S’agissant de la consistance des lieux loués, Les locaux sont constitués de deux espaces en rez de chaussée, dépourvus de sanitaire et de point d’eau, réunis par une porte et en sous-sol des réserves de 39 m², accessibles depuis l’intérieur par un escalier. La réserve du premier étage divisée en trois pièces d’une superficie d’environ 50 m², mentionnée dans le bail, ne fait plus partie des locaux loués. L’accès au magasin se fait par une entrée unique, sous arcade, située [Adresse 6]. Ce magasin est doté de deux vitrines encadrant la porte d’entrée qui n’est pas automatique, vitrines d’un linéaire total de 6,50 m côté [Adresse 6] et quatre vitrines de 1,90 m de largeur sur environ 1,40 m de hauteur donnant sur l’entrée de la galerie [Adresse 3]. L’expert [V] a noté que l’ensemble était sain et bien entretenu et il a précisé que le magasin était plutôt distribué dans la profondeur (largeur moyenne proche de 6 m pour une profondeur de 16,60 m) et que la luminosité naturelle était limitée à la devanture. Enfin, il n’était pas doté des normes d’accessibilité aux personnes handicapées.
S’agissant de l’emplacement
La société Big Boss faisait valoir que depuis des années, la chalandise s’était détournée de la galerie marchande ; que la vitrine et l’entrée de son magasin était en retrait de près d’1 m 50 de la chaussée et que la majoration pour zone d’angle devait être écartée, tandis que la SCI Laeken invoquait le rapport [S] de 2007 retenant une majoration pour l’effet vitrine.

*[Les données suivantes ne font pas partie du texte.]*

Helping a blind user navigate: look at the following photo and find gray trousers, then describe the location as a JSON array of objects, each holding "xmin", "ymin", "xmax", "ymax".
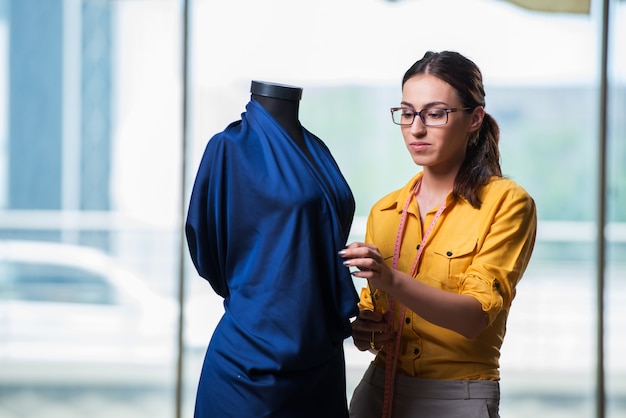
[{"xmin": 349, "ymin": 363, "xmax": 500, "ymax": 418}]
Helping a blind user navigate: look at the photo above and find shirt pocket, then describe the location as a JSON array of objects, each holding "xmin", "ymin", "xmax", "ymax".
[{"xmin": 432, "ymin": 236, "xmax": 478, "ymax": 291}]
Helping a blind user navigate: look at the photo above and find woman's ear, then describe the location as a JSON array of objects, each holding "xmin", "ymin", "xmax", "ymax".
[{"xmin": 469, "ymin": 106, "xmax": 485, "ymax": 132}]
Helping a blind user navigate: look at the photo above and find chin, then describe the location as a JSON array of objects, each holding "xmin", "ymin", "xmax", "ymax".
[{"xmin": 411, "ymin": 156, "xmax": 430, "ymax": 166}]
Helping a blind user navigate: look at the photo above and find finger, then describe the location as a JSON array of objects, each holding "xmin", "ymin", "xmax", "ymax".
[
  {"xmin": 372, "ymin": 329, "xmax": 396, "ymax": 346},
  {"xmin": 369, "ymin": 330, "xmax": 394, "ymax": 351},
  {"xmin": 353, "ymin": 324, "xmax": 389, "ymax": 340},
  {"xmin": 345, "ymin": 259, "xmax": 379, "ymax": 274},
  {"xmin": 353, "ymin": 321, "xmax": 391, "ymax": 336},
  {"xmin": 339, "ymin": 243, "xmax": 379, "ymax": 260},
  {"xmin": 376, "ymin": 331, "xmax": 396, "ymax": 345},
  {"xmin": 357, "ymin": 309, "xmax": 384, "ymax": 322},
  {"xmin": 354, "ymin": 339, "xmax": 371, "ymax": 352},
  {"xmin": 344, "ymin": 242, "xmax": 376, "ymax": 251},
  {"xmin": 369, "ymin": 331, "xmax": 378, "ymax": 350},
  {"xmin": 382, "ymin": 310, "xmax": 395, "ymax": 324}
]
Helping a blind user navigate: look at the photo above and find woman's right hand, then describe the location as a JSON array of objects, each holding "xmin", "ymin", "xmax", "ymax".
[{"xmin": 351, "ymin": 309, "xmax": 395, "ymax": 352}]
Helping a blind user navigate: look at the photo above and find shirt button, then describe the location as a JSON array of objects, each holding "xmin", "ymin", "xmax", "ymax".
[
  {"xmin": 446, "ymin": 251, "xmax": 453, "ymax": 256},
  {"xmin": 405, "ymin": 317, "xmax": 411, "ymax": 324},
  {"xmin": 413, "ymin": 348, "xmax": 420, "ymax": 355}
]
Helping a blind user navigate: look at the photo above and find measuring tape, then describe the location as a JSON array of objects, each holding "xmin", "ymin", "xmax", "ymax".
[{"xmin": 380, "ymin": 180, "xmax": 447, "ymax": 418}]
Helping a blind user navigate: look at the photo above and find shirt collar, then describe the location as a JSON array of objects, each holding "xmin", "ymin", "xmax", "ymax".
[
  {"xmin": 378, "ymin": 172, "xmax": 424, "ymax": 216},
  {"xmin": 379, "ymin": 171, "xmax": 457, "ymax": 216}
]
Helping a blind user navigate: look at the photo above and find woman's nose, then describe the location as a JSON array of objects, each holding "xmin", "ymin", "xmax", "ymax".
[{"xmin": 409, "ymin": 116, "xmax": 426, "ymax": 134}]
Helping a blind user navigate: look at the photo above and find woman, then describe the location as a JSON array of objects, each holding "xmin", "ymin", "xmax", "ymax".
[{"xmin": 340, "ymin": 51, "xmax": 537, "ymax": 418}]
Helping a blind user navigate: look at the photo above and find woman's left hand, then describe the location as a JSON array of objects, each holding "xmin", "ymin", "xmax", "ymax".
[
  {"xmin": 339, "ymin": 242, "xmax": 395, "ymax": 293},
  {"xmin": 351, "ymin": 309, "xmax": 395, "ymax": 352}
]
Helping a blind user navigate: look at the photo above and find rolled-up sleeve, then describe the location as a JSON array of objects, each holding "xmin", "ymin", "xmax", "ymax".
[{"xmin": 459, "ymin": 185, "xmax": 537, "ymax": 325}]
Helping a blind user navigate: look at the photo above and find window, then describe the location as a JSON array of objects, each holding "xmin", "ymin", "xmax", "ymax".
[{"xmin": 0, "ymin": 0, "xmax": 623, "ymax": 417}]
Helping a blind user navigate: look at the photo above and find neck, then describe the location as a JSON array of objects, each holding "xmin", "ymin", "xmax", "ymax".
[
  {"xmin": 420, "ymin": 169, "xmax": 456, "ymax": 196},
  {"xmin": 416, "ymin": 170, "xmax": 454, "ymax": 219}
]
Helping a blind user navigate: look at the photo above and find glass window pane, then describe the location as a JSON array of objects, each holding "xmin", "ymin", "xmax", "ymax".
[
  {"xmin": 0, "ymin": 0, "xmax": 181, "ymax": 417},
  {"xmin": 2, "ymin": 0, "xmax": 619, "ymax": 416},
  {"xmin": 187, "ymin": 1, "xmax": 603, "ymax": 417}
]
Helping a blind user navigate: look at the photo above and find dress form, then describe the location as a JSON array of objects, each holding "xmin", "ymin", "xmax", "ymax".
[
  {"xmin": 187, "ymin": 80, "xmax": 358, "ymax": 417},
  {"xmin": 251, "ymin": 80, "xmax": 311, "ymax": 159}
]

Les vitrines côté galerie marchande s’apparentant plus selon l’experte [K] dans son pré-rapport à des châssis vitrés ne permettaient pas, selon elle, de retenir l’effet vitrine pour appliquer une majoration. M. [V] n’a pas non plus retenu la notion de vitrine d’angle s’agissant de ces vitrines en raison de la présence d’un large mur maçonné entre la façade et la galerie marchande d’où l’absence de notion d’angle. Aucune majoration ne sera donc retenue à ce titre.
La devanture du magasin ouvre sur des arcades qui peuvent réduire sa visibilité depuis la rue, mais en même temps permettent en cas d’intempéries aux personnes de regarder les vitrines à l’abri.

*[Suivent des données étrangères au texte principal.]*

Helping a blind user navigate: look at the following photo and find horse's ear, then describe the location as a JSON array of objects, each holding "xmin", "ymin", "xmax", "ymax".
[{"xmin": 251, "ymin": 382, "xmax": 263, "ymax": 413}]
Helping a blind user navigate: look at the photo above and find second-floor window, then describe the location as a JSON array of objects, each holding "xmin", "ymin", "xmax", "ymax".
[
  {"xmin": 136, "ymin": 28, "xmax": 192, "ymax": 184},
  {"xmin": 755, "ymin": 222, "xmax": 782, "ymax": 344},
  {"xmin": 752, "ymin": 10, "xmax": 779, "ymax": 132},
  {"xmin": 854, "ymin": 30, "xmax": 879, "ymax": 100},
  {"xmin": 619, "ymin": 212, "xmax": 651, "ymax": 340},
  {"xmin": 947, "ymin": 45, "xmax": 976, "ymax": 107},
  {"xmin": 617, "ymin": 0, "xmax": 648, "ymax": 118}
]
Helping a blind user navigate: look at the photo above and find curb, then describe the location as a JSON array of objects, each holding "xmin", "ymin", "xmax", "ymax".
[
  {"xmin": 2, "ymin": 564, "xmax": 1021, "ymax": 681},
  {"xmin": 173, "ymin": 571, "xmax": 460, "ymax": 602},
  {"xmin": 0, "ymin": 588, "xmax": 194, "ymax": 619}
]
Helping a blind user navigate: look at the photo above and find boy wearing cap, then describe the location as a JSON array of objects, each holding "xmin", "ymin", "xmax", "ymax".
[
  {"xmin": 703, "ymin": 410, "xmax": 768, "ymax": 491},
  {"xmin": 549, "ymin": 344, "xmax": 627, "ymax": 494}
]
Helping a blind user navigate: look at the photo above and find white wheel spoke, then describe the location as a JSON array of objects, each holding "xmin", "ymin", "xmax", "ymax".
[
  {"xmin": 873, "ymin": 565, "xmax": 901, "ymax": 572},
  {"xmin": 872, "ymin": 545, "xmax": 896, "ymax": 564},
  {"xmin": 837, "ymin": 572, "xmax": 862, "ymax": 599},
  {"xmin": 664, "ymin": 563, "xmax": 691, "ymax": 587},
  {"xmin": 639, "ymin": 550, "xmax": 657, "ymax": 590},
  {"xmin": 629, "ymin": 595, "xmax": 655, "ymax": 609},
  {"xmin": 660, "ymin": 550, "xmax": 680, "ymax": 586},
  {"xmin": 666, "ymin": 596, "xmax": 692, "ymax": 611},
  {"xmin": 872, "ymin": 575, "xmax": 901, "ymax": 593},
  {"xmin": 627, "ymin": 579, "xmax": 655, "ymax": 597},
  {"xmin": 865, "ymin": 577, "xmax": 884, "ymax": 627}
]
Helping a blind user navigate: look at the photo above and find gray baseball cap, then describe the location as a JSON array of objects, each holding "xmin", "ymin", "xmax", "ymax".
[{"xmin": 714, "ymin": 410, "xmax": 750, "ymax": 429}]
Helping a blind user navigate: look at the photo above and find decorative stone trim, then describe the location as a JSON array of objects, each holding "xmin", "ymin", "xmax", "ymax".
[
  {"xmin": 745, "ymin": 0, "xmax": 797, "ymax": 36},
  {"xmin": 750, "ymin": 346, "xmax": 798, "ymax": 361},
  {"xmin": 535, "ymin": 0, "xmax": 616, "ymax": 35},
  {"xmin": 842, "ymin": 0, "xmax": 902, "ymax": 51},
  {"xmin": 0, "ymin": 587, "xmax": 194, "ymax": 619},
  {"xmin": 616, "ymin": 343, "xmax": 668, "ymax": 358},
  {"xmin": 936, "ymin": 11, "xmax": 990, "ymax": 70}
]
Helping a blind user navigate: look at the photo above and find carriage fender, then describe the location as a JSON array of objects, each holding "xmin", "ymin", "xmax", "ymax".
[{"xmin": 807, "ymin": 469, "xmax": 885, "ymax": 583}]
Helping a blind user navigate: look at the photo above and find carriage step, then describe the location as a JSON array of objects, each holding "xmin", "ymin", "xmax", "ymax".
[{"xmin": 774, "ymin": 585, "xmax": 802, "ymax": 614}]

Sur l’implantation proprement dite du magasin, la SCI Laeken fait valoir que le magasin est implanté [Adresse 6] en zone piétonne du centre ville en prolongement de la rue piétonne [Adresse 5], après la place de l’Eglise, près de l’office du tourisme et de son parking, et du lieu de stationnement des calèches et en face d’une impasse qui donne accès aux télécabines et que l’expert [S] en 2007 avait qualifié cette rue de ‘la plus commerçante’.
Mme [K] avait noté dans son pré-rapport que la situation du local était excellente ‘dans la rue la plus commerçante et haut de gamme de [Localité 4], … dans la partie la plus huppée et la plus recherchée, de nombreux commerces de luxe y étant implantés’.
Toutefois, le cabinet Boulez qui avait rédigé un rapport d’expertise à titre privé en juin 2014, à la demande de la société Big Boss et versé aux débats avait un avis un peu plus modéré en indiquant ‘qu’il s’agissait d’un emplacement de qualité, dans une rue particulièrement fréquentée’ ce qui lui permettait d’affirmer que ‘l’emplacement devait être considéré comme bon pour l’activité considérée’. Dans le même sens, l’expert [V] avait qualifié ‘l’emplacement de zone N°1 bis par rapport à la rue [Adresse 5]’.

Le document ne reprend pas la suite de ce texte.